2. Cluster SG — "The Control Plane Security Gateway"


Terraform ID	`cluster_security_group_id`
Created by	You (or the Terraform module)
Attached to	Control Plane (via the EKS API)

This one directly protects the API Server — where your kubectl commands land. Unlike the Primary SG generated by AWS, this one is yours to customize.

Example rules:

Allow SG Node → port 443 (so Nodes can send logs and status to the Control Plane).
Allow SG Node → port 10250 (so the Control Plane can call kubelet on the Nodes).

3. Additional Cluster SG — "The Outside Gateway"

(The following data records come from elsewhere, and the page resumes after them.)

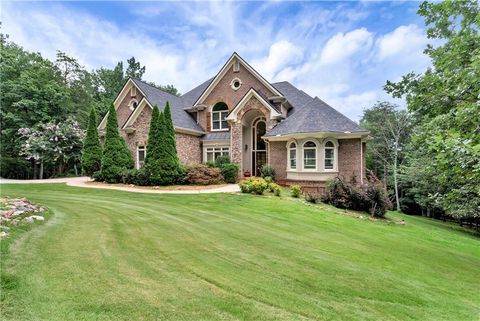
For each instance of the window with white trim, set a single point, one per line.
(219, 115)
(213, 152)
(329, 155)
(141, 152)
(236, 66)
(133, 104)
(292, 155)
(309, 155)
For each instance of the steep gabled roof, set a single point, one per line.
(224, 69)
(155, 96)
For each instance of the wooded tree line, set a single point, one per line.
(429, 154)
(40, 99)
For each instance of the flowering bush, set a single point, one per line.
(295, 191)
(255, 185)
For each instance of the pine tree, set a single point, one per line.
(170, 169)
(116, 156)
(154, 148)
(92, 150)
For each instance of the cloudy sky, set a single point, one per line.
(342, 52)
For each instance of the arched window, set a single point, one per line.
(219, 113)
(292, 155)
(309, 155)
(329, 155)
(133, 104)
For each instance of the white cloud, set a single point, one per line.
(282, 54)
(342, 46)
(186, 43)
(403, 41)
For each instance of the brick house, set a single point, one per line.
(240, 114)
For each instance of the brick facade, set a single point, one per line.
(277, 158)
(188, 146)
(223, 92)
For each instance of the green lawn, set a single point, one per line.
(110, 255)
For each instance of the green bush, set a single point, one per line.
(295, 191)
(312, 197)
(255, 185)
(268, 170)
(222, 160)
(274, 188)
(116, 157)
(230, 172)
(92, 150)
(368, 197)
(203, 175)
(15, 168)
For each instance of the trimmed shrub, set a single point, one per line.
(222, 160)
(274, 188)
(92, 150)
(116, 157)
(230, 172)
(15, 168)
(295, 191)
(368, 197)
(203, 175)
(268, 170)
(312, 197)
(255, 185)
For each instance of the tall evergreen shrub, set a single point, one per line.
(92, 150)
(116, 157)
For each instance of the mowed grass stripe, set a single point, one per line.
(110, 255)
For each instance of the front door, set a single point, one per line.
(259, 147)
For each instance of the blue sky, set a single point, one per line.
(342, 52)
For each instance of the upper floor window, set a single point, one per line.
(236, 66)
(133, 104)
(219, 113)
(329, 155)
(309, 155)
(292, 156)
(141, 151)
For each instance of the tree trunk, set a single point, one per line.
(41, 170)
(395, 182)
(385, 169)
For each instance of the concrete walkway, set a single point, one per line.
(83, 182)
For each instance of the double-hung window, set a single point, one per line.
(214, 152)
(309, 155)
(292, 156)
(219, 115)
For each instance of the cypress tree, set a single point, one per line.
(154, 148)
(116, 156)
(170, 169)
(92, 150)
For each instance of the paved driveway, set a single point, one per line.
(82, 182)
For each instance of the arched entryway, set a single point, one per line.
(259, 147)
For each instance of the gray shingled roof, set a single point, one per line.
(216, 136)
(158, 97)
(315, 116)
(190, 97)
(307, 115)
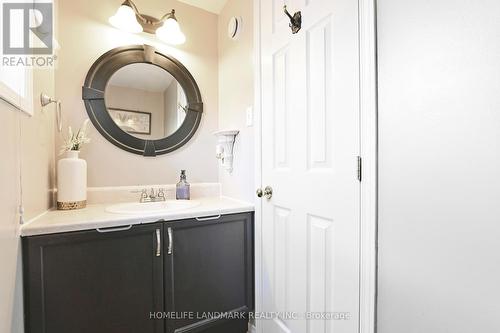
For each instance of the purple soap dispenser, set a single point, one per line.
(182, 188)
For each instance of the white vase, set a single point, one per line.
(71, 182)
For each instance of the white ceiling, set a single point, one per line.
(142, 76)
(214, 6)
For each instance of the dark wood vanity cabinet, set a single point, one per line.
(141, 278)
(209, 275)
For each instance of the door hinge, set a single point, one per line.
(360, 168)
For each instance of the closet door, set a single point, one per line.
(310, 148)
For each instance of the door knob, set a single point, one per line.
(268, 192)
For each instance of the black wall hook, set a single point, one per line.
(295, 20)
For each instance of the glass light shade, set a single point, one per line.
(125, 20)
(170, 32)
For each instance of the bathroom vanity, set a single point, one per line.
(93, 271)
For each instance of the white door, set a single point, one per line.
(310, 139)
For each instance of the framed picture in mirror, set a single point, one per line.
(131, 121)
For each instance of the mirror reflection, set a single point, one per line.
(145, 101)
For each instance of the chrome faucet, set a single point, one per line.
(153, 196)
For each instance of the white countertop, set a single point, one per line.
(95, 216)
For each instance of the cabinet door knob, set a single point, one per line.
(158, 243)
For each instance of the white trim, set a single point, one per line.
(368, 131)
(258, 162)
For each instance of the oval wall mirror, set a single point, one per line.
(142, 101)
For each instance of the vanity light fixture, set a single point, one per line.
(167, 29)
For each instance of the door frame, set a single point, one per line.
(368, 152)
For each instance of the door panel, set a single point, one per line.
(310, 135)
(91, 282)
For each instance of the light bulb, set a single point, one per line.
(125, 19)
(170, 32)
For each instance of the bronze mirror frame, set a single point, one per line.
(93, 96)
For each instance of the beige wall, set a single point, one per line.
(235, 95)
(27, 159)
(86, 36)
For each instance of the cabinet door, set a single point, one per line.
(208, 271)
(94, 282)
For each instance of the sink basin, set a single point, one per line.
(147, 208)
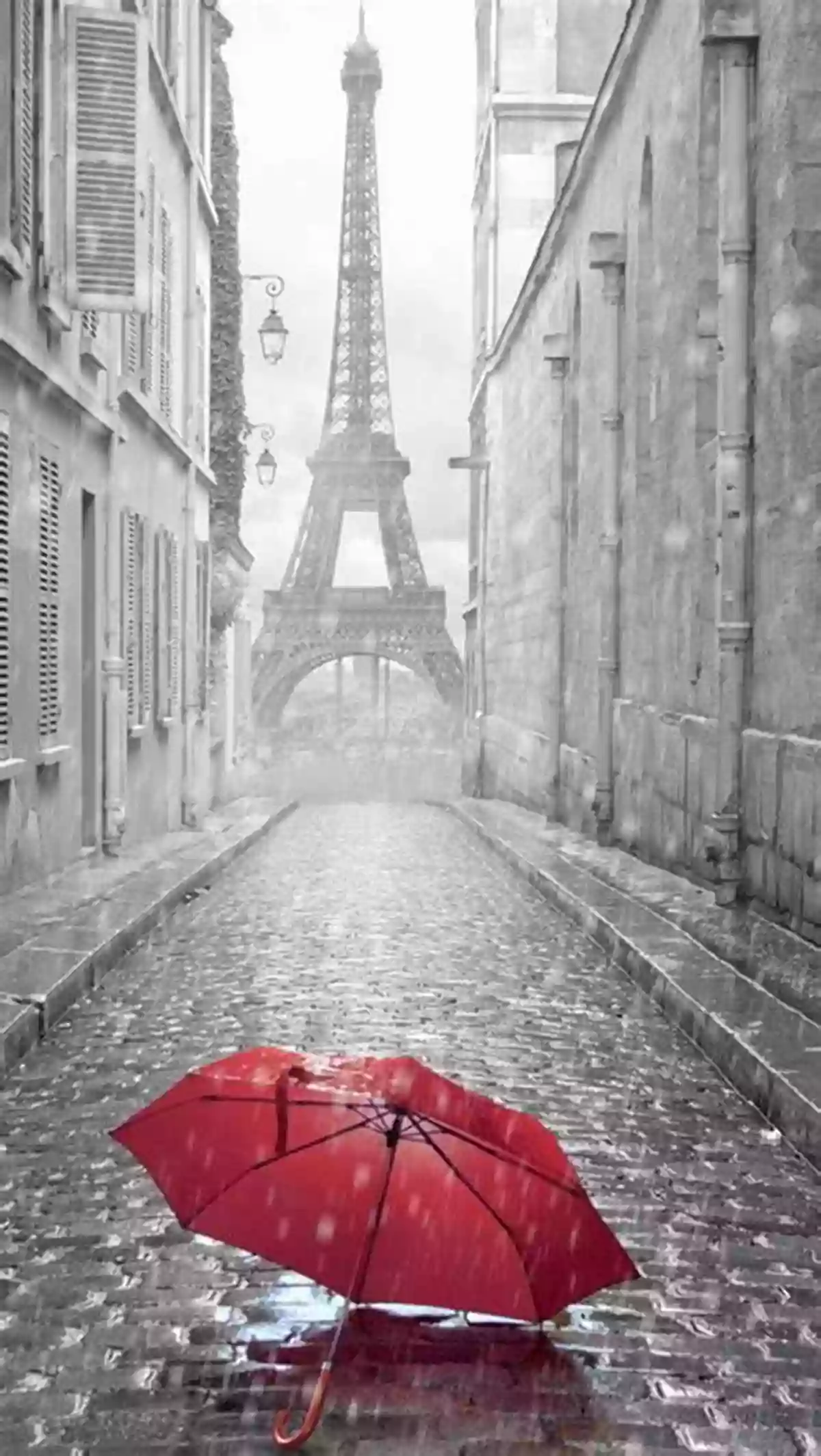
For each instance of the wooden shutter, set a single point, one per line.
(131, 345)
(151, 317)
(162, 706)
(147, 625)
(174, 626)
(24, 136)
(49, 594)
(105, 91)
(166, 319)
(5, 590)
(201, 369)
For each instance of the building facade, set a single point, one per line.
(645, 533)
(105, 278)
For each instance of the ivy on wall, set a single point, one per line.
(229, 423)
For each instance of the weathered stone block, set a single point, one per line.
(730, 21)
(760, 785)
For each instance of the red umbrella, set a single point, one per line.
(379, 1180)
(439, 1369)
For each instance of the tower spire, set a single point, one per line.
(357, 408)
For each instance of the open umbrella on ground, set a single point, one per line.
(436, 1371)
(382, 1181)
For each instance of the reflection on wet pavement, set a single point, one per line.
(382, 929)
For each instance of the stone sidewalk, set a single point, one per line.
(747, 992)
(59, 940)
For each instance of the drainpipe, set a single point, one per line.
(608, 252)
(558, 354)
(733, 25)
(190, 685)
(112, 670)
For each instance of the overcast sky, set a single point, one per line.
(284, 60)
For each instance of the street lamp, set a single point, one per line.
(272, 332)
(267, 465)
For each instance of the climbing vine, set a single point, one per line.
(229, 423)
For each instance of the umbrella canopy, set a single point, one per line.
(379, 1180)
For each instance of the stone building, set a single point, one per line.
(645, 660)
(105, 222)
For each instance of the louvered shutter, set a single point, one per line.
(174, 628)
(131, 345)
(151, 317)
(201, 369)
(162, 708)
(166, 284)
(49, 605)
(147, 625)
(24, 127)
(5, 590)
(105, 53)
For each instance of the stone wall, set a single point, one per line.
(650, 171)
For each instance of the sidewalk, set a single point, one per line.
(60, 938)
(747, 992)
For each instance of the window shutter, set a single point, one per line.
(151, 317)
(5, 590)
(147, 625)
(201, 369)
(49, 607)
(166, 284)
(105, 88)
(174, 626)
(161, 625)
(24, 127)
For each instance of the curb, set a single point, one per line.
(69, 975)
(773, 1091)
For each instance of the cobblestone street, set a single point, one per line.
(389, 928)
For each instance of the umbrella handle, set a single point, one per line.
(313, 1414)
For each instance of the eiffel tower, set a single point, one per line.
(357, 468)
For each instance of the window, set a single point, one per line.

Terraform ID	`cluster_additional_security_group_ids`
Created by	You, then pass the ID to EKS
Attached to	Control Plane

This opens a path for external systems (outside the EKS cluster) to call kubectl.

When to use it?

You want to restrict only your company's VPN to call kubectl. Create an SG containing the VPN IP → place it here.
You use Jenkins/GitLab CI in a different VPC that needs to deploy to EKS. Create an SG containing the Jenkins IP → place it here.

4. Node SG — "The Data Plane Fortress"


Terraform ID	`node_security_group_id`
Created by	You (or Terraform)
Attached to	All EC2 Worker Nodes (Node Group)

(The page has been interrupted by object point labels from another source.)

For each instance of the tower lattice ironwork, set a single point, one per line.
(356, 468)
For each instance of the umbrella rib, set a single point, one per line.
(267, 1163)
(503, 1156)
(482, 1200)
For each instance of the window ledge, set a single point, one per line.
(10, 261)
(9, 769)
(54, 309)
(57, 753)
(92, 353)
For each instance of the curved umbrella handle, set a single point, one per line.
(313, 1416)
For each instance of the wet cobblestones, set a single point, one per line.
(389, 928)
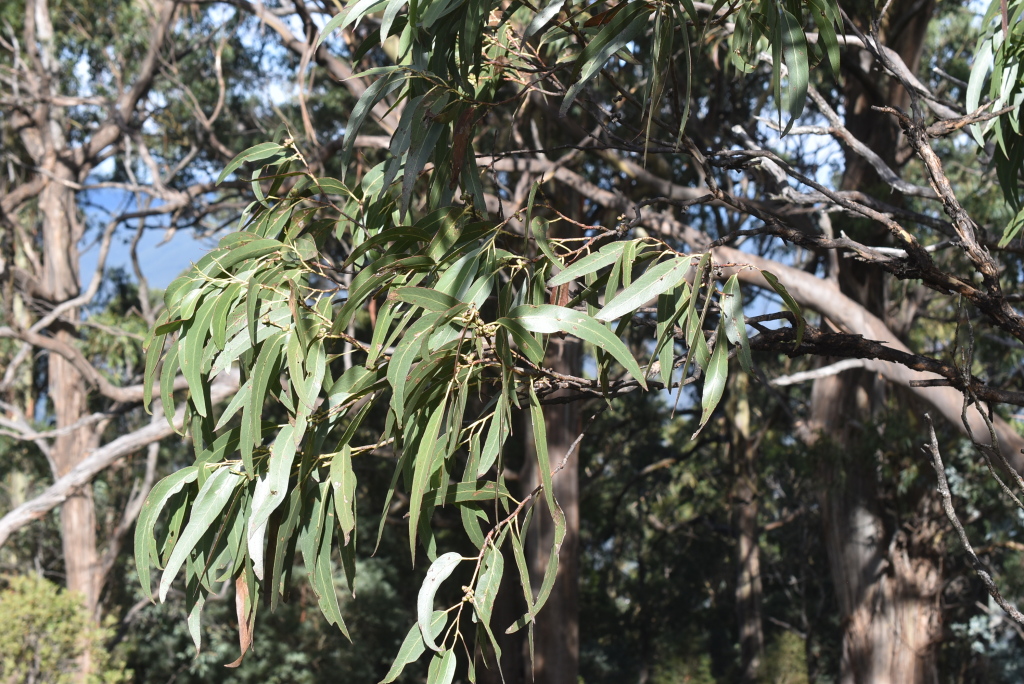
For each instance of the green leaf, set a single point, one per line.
(826, 34)
(408, 351)
(489, 581)
(167, 382)
(438, 571)
(205, 510)
(192, 359)
(551, 318)
(656, 280)
(323, 575)
(623, 29)
(413, 647)
(269, 493)
(735, 324)
(154, 349)
(791, 303)
(441, 670)
(146, 555)
(590, 263)
(715, 377)
(542, 17)
(795, 53)
(254, 154)
(343, 481)
(526, 342)
(252, 413)
(1013, 228)
(423, 467)
(426, 298)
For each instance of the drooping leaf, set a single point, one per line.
(438, 571)
(551, 318)
(205, 510)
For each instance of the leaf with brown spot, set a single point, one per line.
(463, 131)
(245, 627)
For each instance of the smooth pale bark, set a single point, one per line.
(99, 459)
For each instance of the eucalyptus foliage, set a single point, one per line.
(463, 306)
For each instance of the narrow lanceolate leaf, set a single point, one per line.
(441, 670)
(486, 586)
(205, 511)
(154, 347)
(192, 354)
(1013, 228)
(401, 360)
(795, 53)
(269, 494)
(266, 362)
(323, 575)
(791, 303)
(715, 377)
(590, 263)
(430, 449)
(343, 481)
(413, 646)
(542, 17)
(527, 343)
(429, 299)
(616, 34)
(826, 33)
(656, 280)
(254, 154)
(735, 324)
(438, 571)
(551, 318)
(145, 545)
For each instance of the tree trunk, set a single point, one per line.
(556, 638)
(745, 505)
(46, 142)
(887, 581)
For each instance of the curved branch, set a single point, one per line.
(99, 460)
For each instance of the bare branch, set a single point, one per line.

This manages all traffic going to/from your Pods. The required rules:

Node ↔ Node — all ports open between Nodes (for CNIs like Calico/Cilium to function, and CoreDNS to resolve domain names).
Control Plane → Node — open from SG Cluster (for the Control Plane to call down to retrieve logs or execute kubectl exec).
ALB/NLB → Node — open from the Load Balancer so Internet traffic can reach the Pods.

How: The Summary Table

SG Type	Attached to	Who manages it?	Practical purpose
Cluster Primary	Control Plane + Nodes	AWS	Let AWS handle it — don't interfere
Cluster	Control Plane	You / Terraform	Basic Node ↔ Master communication
Additional Cluster	Control Plane	You	Open port 443 for VPN, Jenkins, GitLab CI
Node	Worker Nodes (EC2)	You / Terraform	Node↔Node, Pod↔Pod, ALB→Node

The mental model is simple: Primary SG is the default highway AWS built for you. Cluster SG and Additional SG are the gates you build on the Control Plane side. Node SG is the gate you build on the Data Plane side.

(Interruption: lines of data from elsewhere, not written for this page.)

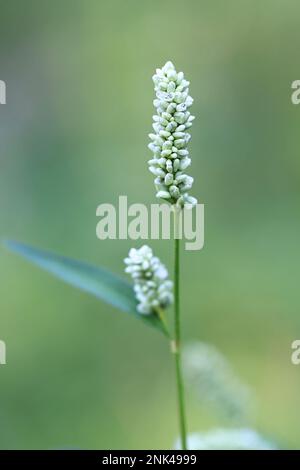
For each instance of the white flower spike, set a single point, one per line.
(152, 288)
(170, 138)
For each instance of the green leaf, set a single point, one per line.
(92, 279)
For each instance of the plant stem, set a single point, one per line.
(176, 349)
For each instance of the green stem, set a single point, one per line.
(176, 349)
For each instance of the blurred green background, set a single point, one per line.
(73, 135)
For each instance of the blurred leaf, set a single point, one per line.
(92, 279)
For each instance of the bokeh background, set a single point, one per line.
(73, 135)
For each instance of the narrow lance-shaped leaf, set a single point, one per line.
(92, 279)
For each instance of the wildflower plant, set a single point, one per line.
(170, 138)
(150, 291)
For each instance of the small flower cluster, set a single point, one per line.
(152, 287)
(169, 142)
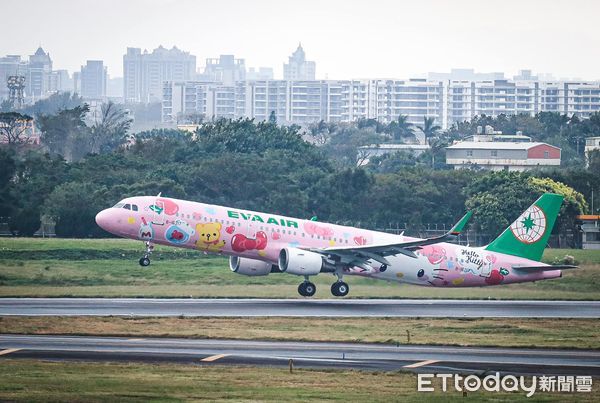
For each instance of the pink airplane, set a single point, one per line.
(259, 244)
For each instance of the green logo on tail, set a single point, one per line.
(528, 235)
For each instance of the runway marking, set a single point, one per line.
(214, 357)
(421, 363)
(9, 350)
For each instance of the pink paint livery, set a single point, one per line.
(259, 244)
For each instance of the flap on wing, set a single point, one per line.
(531, 269)
(405, 248)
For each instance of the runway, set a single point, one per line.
(424, 358)
(431, 308)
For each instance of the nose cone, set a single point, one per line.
(103, 219)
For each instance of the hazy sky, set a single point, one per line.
(347, 38)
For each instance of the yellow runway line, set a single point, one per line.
(214, 357)
(421, 363)
(9, 350)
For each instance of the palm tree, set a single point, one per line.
(429, 128)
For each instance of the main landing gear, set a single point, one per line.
(145, 260)
(338, 289)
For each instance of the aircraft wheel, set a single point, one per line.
(307, 289)
(340, 289)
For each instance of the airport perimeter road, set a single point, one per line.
(432, 308)
(424, 358)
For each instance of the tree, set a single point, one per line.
(110, 130)
(35, 176)
(73, 207)
(66, 133)
(497, 198)
(13, 128)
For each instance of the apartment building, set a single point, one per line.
(144, 73)
(306, 101)
(93, 78)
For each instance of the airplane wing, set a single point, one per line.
(378, 252)
(531, 269)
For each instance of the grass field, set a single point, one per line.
(26, 380)
(74, 267)
(550, 333)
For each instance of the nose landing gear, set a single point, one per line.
(340, 288)
(145, 260)
(307, 289)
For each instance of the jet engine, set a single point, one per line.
(302, 262)
(249, 267)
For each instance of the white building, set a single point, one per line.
(308, 101)
(144, 73)
(226, 70)
(498, 156)
(93, 80)
(298, 68)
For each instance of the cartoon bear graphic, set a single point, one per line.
(209, 239)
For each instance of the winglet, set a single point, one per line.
(461, 224)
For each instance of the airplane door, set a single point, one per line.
(486, 269)
(158, 216)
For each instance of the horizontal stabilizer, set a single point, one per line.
(530, 269)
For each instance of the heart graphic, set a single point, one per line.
(360, 240)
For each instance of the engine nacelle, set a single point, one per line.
(249, 267)
(302, 262)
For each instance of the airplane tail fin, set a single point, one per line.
(528, 235)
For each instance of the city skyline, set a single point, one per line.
(345, 40)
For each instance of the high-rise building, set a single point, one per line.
(11, 65)
(262, 73)
(144, 73)
(93, 80)
(38, 74)
(307, 101)
(225, 70)
(298, 68)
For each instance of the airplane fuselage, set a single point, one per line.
(261, 236)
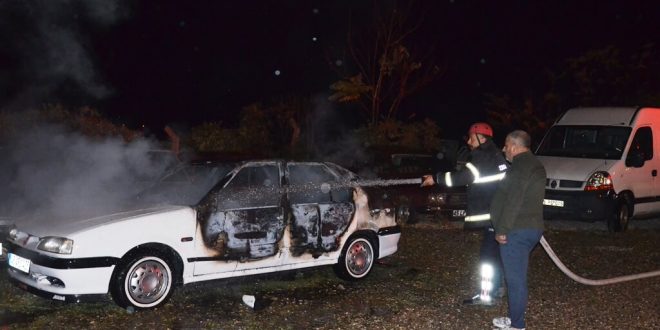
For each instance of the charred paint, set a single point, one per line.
(246, 223)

If you remember nothing else: the Primary SG is AWS's — hands off. The other three are yours to configure based on what needs to talk to what.

P/S: If you're setting this up with Terraform for the first time, the terraform-aws-eks module handles most of this automatically. But knowing which SG does what will save you hours of debugging when something can't connect — and it will.